Tags: immigration | rights | protesters | obama

Immigration Rights Protesters Pressure Obama

Image: Immigration Rights Protesters Pressure Obama Protesters march to the U.S. Immigrations and Customs Enforcement office in Phoenix on Oct. 14.

By Andrea Billups   |   Tuesday, 15 Oct 2013 12:27 PM

Immigration rights protesters turned up the heat on President Barack Obama Monday, as they sought to shut down a detention facility in Arizona in a move aimed at pressuring him to halt deportations and to get Congress moving again on immigration reform efforts.

According to the Washington Times, many of those protesting were illegal immigrants themselves who said they were not afraid to get arrested.

"Undocumented and unafraid," they shouted as they called on Obama to end deportations and on Congress to pass a law that would allow them to remain in the country and work toward citizenship.

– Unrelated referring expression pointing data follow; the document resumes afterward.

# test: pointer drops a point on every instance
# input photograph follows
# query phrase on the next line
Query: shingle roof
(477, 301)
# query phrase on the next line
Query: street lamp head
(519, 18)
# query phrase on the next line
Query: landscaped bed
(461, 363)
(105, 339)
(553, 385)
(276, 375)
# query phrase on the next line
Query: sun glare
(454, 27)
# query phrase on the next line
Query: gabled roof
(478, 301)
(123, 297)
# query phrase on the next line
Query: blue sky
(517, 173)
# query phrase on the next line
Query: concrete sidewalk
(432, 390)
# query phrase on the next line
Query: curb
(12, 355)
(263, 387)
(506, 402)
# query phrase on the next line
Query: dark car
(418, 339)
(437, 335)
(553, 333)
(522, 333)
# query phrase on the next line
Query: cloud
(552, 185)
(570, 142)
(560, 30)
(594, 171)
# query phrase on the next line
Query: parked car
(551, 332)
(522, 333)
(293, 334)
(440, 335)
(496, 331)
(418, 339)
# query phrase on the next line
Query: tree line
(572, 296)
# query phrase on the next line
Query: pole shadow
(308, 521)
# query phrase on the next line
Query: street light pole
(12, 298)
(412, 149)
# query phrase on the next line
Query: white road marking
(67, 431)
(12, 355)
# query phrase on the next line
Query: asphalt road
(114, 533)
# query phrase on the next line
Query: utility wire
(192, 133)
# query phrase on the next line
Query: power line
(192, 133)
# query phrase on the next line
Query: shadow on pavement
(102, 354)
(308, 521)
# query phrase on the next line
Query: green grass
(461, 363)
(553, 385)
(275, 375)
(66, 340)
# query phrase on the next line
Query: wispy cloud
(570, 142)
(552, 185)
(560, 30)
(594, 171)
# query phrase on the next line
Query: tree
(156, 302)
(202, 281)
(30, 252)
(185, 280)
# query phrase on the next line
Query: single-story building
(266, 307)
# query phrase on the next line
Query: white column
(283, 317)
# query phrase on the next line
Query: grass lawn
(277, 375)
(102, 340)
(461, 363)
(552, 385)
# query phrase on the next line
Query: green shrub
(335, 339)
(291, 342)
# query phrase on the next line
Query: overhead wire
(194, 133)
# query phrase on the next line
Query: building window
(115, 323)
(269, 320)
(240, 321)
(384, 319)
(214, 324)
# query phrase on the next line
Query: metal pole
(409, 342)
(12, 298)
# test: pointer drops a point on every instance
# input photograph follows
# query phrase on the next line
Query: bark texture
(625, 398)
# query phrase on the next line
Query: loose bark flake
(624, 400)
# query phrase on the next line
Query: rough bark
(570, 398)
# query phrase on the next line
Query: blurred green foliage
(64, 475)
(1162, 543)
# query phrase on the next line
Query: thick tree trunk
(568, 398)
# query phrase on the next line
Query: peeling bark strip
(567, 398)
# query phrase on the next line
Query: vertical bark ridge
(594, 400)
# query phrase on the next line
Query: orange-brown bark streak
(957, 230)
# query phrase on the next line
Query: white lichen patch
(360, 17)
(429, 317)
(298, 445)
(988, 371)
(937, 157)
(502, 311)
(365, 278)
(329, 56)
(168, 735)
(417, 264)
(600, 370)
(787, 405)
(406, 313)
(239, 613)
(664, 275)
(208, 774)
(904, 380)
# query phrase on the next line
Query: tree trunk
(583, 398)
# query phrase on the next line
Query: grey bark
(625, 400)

Monday's protest was one of several in Arizona recently aimed at stopping Operation Streamline, a program designed to arrest and convict illegal immigrants and put them in jail for a time before sending them back to their home countries. The program has been used as a deterrent for those thinking they can cross the border and live in America unlawfully with no consequences, ABC News reported.

Protests have also taken place in Washington over the past few weeks, with illegal immigrants and immigration activists turning out at the Capitol, the White House, and on the National Mall. The protesters insist that most illegal immigrants are not criminals and should be allowed to remain in the U.S. under broader deportation policies put in place by the Obama administration.

Data compiled by the Transactional Records Access Clearinghouse seems to back up that claim. Under President Obama, about 400,000 immigrants are deported each year, The Washington Times noted, citing records from the clearinghouse.

The data shows that only 10.8 percent of detainers issued by Immigration and Customs Enforcement agency during the first six months of 2013 were for serious public safety or national security threats. Of those held for deportation, just 38 percent had a criminal record of any kind, including traffic violations, The Washington Times reported.